O QUE É TER E ASSUMIR A FÉ?
COMO RESPONDER À CRISE DE FÉ DO HOMEM.
“Habemus Papam”
(Temos Papa): é com estas palavras latinas que se costuma anunciar, da
sacada da Basílica de São Pedro, em Roma, a eleição de um novo
Pontífice. Elas são também o título de um filme do cineasta italiano
Nanni Moretti, lançado no início de 2011, no qual o autor, ateu
confesso, tenta pôr a Igreja em xeque-mate.
O
enredo é uma comédia: o papa, recém-eleito, é acometido por uma crise
de pânico ao ter que assumir uma função sem sentido numa instituição
caduca e vazia que sobrevive de fachada. A intenção demolidora do autor
pode ser resumida na resposta que o novo papa, trajando roupas civis e
em fuga pelas ruas de Roma, dá a alguém que lhe pergunta sobre a
profissão que exerce: “Ator!”
Para
Moretti, a Igreja Católica se assemelha a uma peça teatral
ultrapassada, e suas lideranças, a atores que desempenham friamente um
papel que lhes é imposto, mas do qual não entendem o sentido e a validade.
É
inútil negar: a “mãe de todas as crises” por que passa atualmente a
humanidade é a diminuição ou a ausência da fé. Até mesmo nas religiões
fundamentalistas, nas quais as pessoas matam em nome de Deus; o que as
move não é o compromisso com uma sociedade fraterna e solidária –
suporte de toda crença que se preze –, mas ideologias alicerçadas no
medo e na insegurança, que as impedem de dialogar e de conviver com o
diferente, visto como ameaça.
Não
foi por nada que o Papa Bento XVI convocou a Igreja Católica para dois
grandes acontecimentos em 2012. Primeiramente, o Sínodo dos Bispos, a
ser realizado durante o mês de outubro, com o tema: “A nova
evangelização para a transmissão da fé cristã”. E, durante o Sínodo, no
dia 11, o lançamento do “Ano da Fé”,
comemorando a passagem do 50º aniversário do início do Concílio
Vaticano II (1962/1965). A carta de convocação lembra que «a fé é um dom
que se deve redescobrir, cultivar e testemunhar». E conclui almejando
«que Deus nos conceda saborear a beleza e a alegria de sermos
cristãos!».
O que significa ter e assumir a fé? Uma das respostas mais lapidares dadas pela Bíblia é oferecida pela Carta aos Hebreus: «A fé é a certeza e a posse do que se espera e o conhecimento das realidades que não se veem» (11,1).

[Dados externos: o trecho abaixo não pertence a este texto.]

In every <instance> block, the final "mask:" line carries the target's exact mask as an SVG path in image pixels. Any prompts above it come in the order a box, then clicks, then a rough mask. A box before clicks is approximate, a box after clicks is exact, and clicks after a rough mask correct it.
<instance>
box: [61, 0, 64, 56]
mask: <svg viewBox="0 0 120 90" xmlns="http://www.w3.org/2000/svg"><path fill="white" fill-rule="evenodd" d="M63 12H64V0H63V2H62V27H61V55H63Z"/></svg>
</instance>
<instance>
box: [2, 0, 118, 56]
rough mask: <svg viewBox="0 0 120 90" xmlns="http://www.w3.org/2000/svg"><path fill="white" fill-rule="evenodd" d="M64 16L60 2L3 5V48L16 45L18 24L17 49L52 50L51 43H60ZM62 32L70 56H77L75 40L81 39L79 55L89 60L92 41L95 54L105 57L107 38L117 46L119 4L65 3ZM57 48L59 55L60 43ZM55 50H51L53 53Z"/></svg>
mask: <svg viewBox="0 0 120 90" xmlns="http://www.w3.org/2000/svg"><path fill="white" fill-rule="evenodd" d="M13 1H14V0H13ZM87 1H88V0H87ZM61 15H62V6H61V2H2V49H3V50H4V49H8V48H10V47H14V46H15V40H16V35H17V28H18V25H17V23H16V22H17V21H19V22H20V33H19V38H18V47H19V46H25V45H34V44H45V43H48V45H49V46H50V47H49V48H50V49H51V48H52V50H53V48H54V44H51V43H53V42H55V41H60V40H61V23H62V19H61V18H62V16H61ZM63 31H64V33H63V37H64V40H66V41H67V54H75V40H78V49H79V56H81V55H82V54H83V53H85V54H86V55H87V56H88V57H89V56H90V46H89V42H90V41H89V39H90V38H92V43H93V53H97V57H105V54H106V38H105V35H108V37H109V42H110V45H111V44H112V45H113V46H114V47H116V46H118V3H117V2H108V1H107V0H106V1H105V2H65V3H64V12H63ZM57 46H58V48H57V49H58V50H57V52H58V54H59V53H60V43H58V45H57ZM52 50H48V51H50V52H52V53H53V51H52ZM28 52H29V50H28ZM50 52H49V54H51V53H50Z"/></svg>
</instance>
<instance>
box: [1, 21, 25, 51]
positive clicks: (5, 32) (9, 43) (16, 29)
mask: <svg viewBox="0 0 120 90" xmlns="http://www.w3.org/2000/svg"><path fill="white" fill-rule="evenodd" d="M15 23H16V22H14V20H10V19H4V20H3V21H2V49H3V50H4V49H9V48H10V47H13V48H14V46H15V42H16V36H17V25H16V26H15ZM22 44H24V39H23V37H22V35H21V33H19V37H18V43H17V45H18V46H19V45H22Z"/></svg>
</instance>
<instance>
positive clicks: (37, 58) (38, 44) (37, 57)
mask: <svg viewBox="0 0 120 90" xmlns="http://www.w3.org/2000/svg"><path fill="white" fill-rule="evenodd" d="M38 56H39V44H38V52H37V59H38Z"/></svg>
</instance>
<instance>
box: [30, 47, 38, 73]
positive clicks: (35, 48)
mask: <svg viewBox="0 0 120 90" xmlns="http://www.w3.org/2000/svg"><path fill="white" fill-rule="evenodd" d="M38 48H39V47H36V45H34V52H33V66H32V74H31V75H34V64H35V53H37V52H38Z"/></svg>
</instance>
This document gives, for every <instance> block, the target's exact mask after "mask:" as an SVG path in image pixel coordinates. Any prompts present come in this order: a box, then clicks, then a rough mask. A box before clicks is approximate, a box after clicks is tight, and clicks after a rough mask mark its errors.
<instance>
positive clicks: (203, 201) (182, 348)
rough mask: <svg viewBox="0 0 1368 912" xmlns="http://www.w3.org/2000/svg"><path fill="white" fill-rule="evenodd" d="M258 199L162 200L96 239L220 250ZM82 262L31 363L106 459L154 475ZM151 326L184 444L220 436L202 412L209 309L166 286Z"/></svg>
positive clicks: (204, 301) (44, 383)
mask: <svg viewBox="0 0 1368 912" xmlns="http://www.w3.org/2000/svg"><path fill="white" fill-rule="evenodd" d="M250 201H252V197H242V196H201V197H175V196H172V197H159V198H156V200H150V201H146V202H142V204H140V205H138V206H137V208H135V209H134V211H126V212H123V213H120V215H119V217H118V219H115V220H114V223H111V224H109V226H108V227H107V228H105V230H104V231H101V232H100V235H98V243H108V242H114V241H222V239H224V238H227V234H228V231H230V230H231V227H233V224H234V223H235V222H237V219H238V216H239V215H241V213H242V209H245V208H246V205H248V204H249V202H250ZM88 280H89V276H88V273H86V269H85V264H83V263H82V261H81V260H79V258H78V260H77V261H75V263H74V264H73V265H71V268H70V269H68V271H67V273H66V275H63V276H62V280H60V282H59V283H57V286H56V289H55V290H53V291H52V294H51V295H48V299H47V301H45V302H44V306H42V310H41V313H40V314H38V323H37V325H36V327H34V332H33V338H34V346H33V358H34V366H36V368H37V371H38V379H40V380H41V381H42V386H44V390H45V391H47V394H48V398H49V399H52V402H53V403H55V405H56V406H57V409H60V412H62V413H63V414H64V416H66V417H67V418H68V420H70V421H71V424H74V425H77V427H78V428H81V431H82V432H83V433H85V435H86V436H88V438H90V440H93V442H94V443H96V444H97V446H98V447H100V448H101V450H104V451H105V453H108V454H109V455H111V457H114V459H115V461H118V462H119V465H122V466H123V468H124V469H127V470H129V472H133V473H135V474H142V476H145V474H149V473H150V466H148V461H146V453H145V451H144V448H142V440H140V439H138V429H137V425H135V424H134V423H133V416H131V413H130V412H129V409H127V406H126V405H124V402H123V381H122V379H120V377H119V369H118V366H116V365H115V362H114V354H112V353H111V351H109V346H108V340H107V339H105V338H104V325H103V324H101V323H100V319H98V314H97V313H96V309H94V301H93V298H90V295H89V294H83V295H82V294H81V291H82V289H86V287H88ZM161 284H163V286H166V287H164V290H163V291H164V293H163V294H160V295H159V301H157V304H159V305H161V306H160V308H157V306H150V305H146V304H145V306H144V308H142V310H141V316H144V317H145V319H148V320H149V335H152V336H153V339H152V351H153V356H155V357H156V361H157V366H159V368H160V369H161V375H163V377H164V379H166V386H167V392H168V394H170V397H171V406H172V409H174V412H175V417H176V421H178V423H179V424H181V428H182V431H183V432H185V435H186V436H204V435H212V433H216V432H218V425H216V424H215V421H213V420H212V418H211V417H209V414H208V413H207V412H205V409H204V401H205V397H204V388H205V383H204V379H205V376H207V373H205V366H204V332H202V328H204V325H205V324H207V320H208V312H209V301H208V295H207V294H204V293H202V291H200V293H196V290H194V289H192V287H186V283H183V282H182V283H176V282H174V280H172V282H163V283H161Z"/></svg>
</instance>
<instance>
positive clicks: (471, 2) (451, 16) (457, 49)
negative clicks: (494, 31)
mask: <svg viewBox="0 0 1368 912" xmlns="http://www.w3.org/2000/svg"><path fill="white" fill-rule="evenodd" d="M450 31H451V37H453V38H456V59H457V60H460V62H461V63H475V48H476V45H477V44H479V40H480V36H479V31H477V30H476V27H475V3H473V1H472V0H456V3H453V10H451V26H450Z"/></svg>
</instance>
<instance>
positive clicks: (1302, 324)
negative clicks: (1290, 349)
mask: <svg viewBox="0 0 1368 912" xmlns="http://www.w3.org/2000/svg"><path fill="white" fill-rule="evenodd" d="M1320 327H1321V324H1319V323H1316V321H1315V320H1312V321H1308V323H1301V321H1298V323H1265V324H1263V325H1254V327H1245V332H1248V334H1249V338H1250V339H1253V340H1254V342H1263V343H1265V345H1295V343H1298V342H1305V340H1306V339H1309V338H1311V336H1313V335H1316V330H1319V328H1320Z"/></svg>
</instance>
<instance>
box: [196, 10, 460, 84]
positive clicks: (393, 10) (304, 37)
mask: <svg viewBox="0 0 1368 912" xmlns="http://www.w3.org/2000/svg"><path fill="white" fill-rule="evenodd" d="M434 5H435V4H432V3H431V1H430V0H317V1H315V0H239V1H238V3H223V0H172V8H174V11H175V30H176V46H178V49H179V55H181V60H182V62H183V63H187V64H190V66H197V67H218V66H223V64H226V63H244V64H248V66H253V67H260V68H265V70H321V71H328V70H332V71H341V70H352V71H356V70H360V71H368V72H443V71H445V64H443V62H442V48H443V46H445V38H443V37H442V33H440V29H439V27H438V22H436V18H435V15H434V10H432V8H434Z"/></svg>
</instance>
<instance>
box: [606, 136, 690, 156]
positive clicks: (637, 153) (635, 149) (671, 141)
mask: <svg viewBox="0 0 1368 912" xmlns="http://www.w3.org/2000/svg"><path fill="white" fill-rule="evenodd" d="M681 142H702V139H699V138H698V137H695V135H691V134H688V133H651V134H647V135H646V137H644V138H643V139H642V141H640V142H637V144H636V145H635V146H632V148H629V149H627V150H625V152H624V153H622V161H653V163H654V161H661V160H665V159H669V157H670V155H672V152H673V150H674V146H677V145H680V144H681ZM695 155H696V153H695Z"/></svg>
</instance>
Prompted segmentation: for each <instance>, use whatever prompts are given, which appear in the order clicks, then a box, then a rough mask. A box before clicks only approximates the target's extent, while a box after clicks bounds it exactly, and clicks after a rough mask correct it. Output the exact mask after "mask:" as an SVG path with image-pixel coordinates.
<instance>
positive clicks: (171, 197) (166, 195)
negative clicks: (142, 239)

Nesse sentido, ela não se identifica simplesmente com o sentimento
religioso, uma sensação de carência que acompanha o ser humano desde o
seu nascimento: sentindo-se pequeno e indefeso diante do desconhecido e
das dificuldades, ele busca fora de si – numa força superior – as
energias que não encontra em seu interior. Nem se resume a um mero
conhecimento intelectual de verdades mais ou menos reveladas, como
ensina São Tiago: «Tu crês que existe Deus? Muito bem: mas também os
demônios creem e... continuam no inferno» (2,19).
Para não definhar e sumir, a fé precisa ser sustentada por uma constante conversão, manifestada por atos concretos: «A fé que não se traduz em obras, morre»
(Tg 2,17). É o que lembram os Bispos latino-americanos, em sua
Conferência de Aparecida, em 2007: «Não resistiria aos embates do tempo
uma fé católica reduzida a uma bagagem, a um elenco de algumas normas e
de proibições, a práticas de devoção fragmentadas, a adesões seletivas e
parciais das verdades da fé, a uma participação ocasional em alguns
sacramentos, à repetição de princípios doutrinais, a moralismos brandos
ou crispados que não convertem a vida dos batizados. Nossa maior
ameaça é o medíocre pragmatismo da vida cotidiana da Igreja, no qual,
aparentemente, tudo procede com normalidade, mas, na verdade, a fé vai
se desgastando e degenerando em mesquinhez. A todos nos toca
recomeçar a partir de Cristo, reconhecendo que não se começa a ser
cristão por uma decisão ética ou uma grande ideia, mas pelo encontro com
um acontecimento, com uma Pessoa, que dá um novo horizonte à vida e,
com isso, uma orientação decisiva».
Diante da corrupção e da violência que avançam em toda a parte, cresce o número dos que, a exemplo de São João,
veem «o mundo inteiro sob o poder do Maligno». Contudo, sua alegria e
seu consolo serão grandes se se deixarem envolver pela certeza que
levava o mesmo Apóstolo a bradar: «Esta é a vitória que vence o mundo: a
nossa fé» (I Jo 5,4.19). Certeza que se fundamenta na ressurreição de
Jesus: «Coragem, eu venci o mundo!» (Jo 16,33).